Reported
Speech

Para Liana

Agradeci a ela por ter me trazido pra aquela tela que tinha sido um pouco bússola, um pouco correio, um pouco caderno, um pouco rádio, um pouco relógio, um pouco casa. Agradeci por juntar os recortes e pôr ordem e lógica no que outrora me fazia dividida confusa esquartejada.
Olhava pra aquelas imagens e não sabia.
Não sabia explicar exatamente a saudade daqueles nove meses de casa porque minha casa tinha virado uma tela cheia de recortes, assim eu disse. E, ao mesmo tempo, eu era aquela ali de fora, bem de carne osso, em carne viva, e ao mesmo tempo essa aqui de dentro, era aquela ali de dentro dela, das frases, daquela cor, da asa vermelha sempre escondida que ainda nem se entendia pois ainda aprendia a voar.
“Estou aqui dentro, mas quero pôr as asinhas de fora”, eu disse.

“Mais Tarde”, ele entrou na conversa e disse.
Sorri.
Depois chora-minguei. E disse que andava chorando de emoção com uma facilidade espantosa para eu mesma.

Será que iria me encontrar
mais tarde?
– perguntei.

“Eu quero”, disse em seguida.

Contei que recebemos a chegada do frio abaixo dos 10. Guardei minha asa e fui dormir.
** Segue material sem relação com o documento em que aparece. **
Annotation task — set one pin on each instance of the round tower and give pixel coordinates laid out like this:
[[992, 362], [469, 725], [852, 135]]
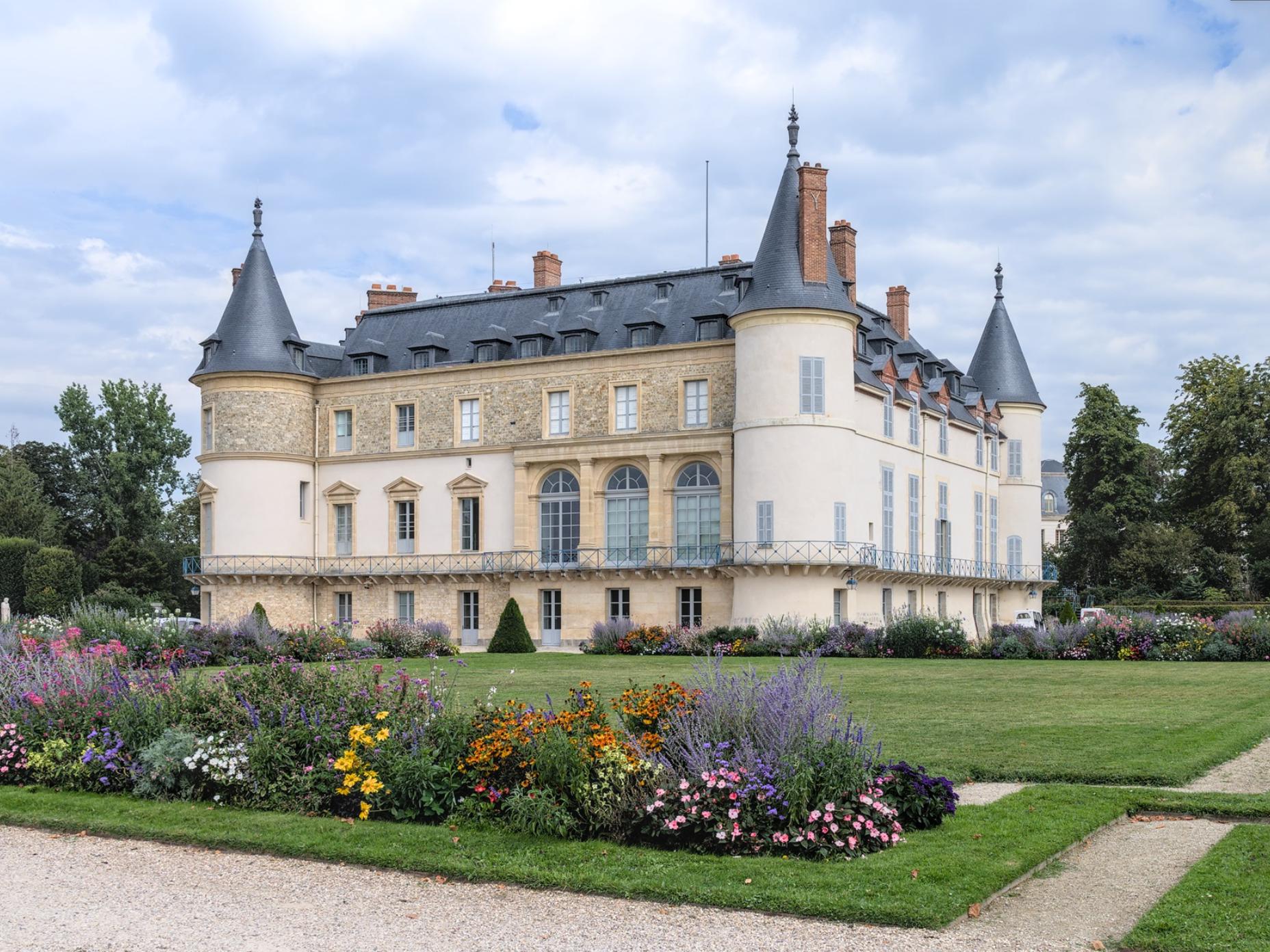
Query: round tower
[[795, 388]]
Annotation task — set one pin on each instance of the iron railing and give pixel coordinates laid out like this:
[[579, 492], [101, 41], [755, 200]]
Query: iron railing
[[846, 555]]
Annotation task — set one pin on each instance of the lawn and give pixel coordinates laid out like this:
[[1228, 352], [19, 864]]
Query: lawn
[[1062, 722], [1221, 905]]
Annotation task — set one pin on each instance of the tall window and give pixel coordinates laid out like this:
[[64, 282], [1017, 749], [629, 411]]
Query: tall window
[[559, 518], [558, 413], [344, 431], [1015, 458], [1015, 556], [344, 529], [697, 406], [979, 533], [626, 408], [765, 518], [405, 527], [697, 513], [469, 421], [469, 525], [690, 608], [405, 606], [626, 516], [811, 385], [405, 425]]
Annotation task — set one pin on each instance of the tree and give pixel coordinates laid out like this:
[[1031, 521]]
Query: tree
[[511, 636], [1113, 484], [23, 510], [126, 449]]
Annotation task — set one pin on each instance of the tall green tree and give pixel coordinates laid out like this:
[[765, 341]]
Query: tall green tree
[[1113, 485], [125, 449], [1218, 449]]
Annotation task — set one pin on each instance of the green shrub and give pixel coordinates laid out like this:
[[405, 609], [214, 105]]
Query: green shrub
[[511, 636], [53, 579], [13, 560]]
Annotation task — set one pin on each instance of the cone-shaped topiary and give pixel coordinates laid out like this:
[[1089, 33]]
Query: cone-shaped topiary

Acordei e demorei um pouco até decidir exatamente com qual assunto começar, pois há muitos dias acumulava impressões e frases para enviá-la. Mandei dizer que naquela segunda-feira lhe enviara uma tentativa: qualquer coisa como uma tentativa de enviar-lhe meus dias pelo correio.
Contava da incerteza do código de endereçamento postal e receei um pouco que não chegasse no destino. Mas era só um receio passageiro, pois, eu disse, tinha deixado qualquer medo de destino pra lá. Eu dizia que me atinha às sensações só, sobretudo quando sentia o vento de liberdade tocar meu rosto enquanto olhava o horizonte de esquinas, completamente despreocupada com qualquer impressão causada ou deixada no rastro do caminho.
“É tão intenso que muitas vezes é um pequeno transe e um ligeiro gozo”, eu disse.
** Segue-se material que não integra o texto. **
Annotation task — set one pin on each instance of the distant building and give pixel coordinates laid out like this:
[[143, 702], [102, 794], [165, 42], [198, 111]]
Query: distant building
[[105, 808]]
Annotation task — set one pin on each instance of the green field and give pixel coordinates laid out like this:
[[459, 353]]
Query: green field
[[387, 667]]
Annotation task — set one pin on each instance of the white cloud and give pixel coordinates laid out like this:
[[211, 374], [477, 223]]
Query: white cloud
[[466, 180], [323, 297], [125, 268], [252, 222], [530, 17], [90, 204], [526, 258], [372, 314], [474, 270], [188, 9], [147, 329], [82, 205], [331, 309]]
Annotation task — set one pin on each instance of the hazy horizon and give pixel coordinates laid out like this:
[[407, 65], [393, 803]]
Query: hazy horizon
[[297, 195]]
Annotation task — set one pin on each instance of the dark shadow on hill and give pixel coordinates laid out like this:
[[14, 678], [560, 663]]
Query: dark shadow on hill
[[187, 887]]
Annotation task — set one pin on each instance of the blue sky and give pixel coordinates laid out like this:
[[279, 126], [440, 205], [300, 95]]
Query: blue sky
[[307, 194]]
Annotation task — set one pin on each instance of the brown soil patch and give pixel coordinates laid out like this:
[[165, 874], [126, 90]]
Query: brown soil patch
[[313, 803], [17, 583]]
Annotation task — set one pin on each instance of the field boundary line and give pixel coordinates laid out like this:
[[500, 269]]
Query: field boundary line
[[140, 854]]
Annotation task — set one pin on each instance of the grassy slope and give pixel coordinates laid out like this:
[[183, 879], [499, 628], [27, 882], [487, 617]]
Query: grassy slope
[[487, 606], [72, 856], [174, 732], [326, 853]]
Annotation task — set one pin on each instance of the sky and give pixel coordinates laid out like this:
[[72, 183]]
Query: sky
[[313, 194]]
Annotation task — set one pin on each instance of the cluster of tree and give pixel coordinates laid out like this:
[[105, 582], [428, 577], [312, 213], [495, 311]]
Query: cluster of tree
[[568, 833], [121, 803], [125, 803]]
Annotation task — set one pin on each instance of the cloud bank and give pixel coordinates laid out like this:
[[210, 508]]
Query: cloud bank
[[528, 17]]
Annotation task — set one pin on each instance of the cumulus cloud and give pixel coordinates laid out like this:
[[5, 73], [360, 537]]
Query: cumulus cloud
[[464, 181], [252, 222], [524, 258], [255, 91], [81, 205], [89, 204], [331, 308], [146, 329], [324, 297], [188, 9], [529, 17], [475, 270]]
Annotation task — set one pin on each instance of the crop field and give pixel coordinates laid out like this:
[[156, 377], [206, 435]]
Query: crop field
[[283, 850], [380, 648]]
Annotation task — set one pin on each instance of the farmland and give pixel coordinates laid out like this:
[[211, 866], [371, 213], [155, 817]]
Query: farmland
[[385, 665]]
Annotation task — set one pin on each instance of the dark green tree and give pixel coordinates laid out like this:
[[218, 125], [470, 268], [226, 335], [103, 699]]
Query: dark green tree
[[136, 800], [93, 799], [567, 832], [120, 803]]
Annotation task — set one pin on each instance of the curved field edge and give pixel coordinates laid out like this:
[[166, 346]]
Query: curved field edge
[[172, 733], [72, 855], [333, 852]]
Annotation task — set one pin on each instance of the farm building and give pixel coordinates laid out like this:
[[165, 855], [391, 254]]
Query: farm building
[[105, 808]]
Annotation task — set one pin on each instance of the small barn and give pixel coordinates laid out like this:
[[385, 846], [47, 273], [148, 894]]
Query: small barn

Demorava um pouco, mas não muito, pensando no que exatamente eu devia dizer e deixava os meus dedos correrem espontaneamente pelo teclado como resposta. Resposta, como eco pra sua voz ou um recheio pra seu oco.

Minha amiga, minha querida amiga amante, comecei
tudo se compõe e se decompõe mesmo?
Estou aqui do alto desse avião, olhando a neve lá embaixo deixando tudo muito branco, pensando nos ciclos da natureza, das nossas vidas, ouvindo paulinho e agorinha mesmo li sua carta entregue em mãos naquele outubro... depois de me ler no passado, te pergunto: tudo se compõe e se decompõe mesmo?
Para onde vão esses baldes de amor que enchemos nessa vida, Consumimos ou eles simplesmente se decompõem e viram adubo num jardim de silêncio?
Sou eu agora como os reflexos e reflexões dessa imagem, cheia de hesitação e coisa por dizer. Estou em trânsito e quero chegar no amor de novo, eu disse.
Te mando um mês, algumas semanas, um final e o início do que vou ser. Feliz 2009.

Cartão Postal: William Eggleston, "En route to New Orleans".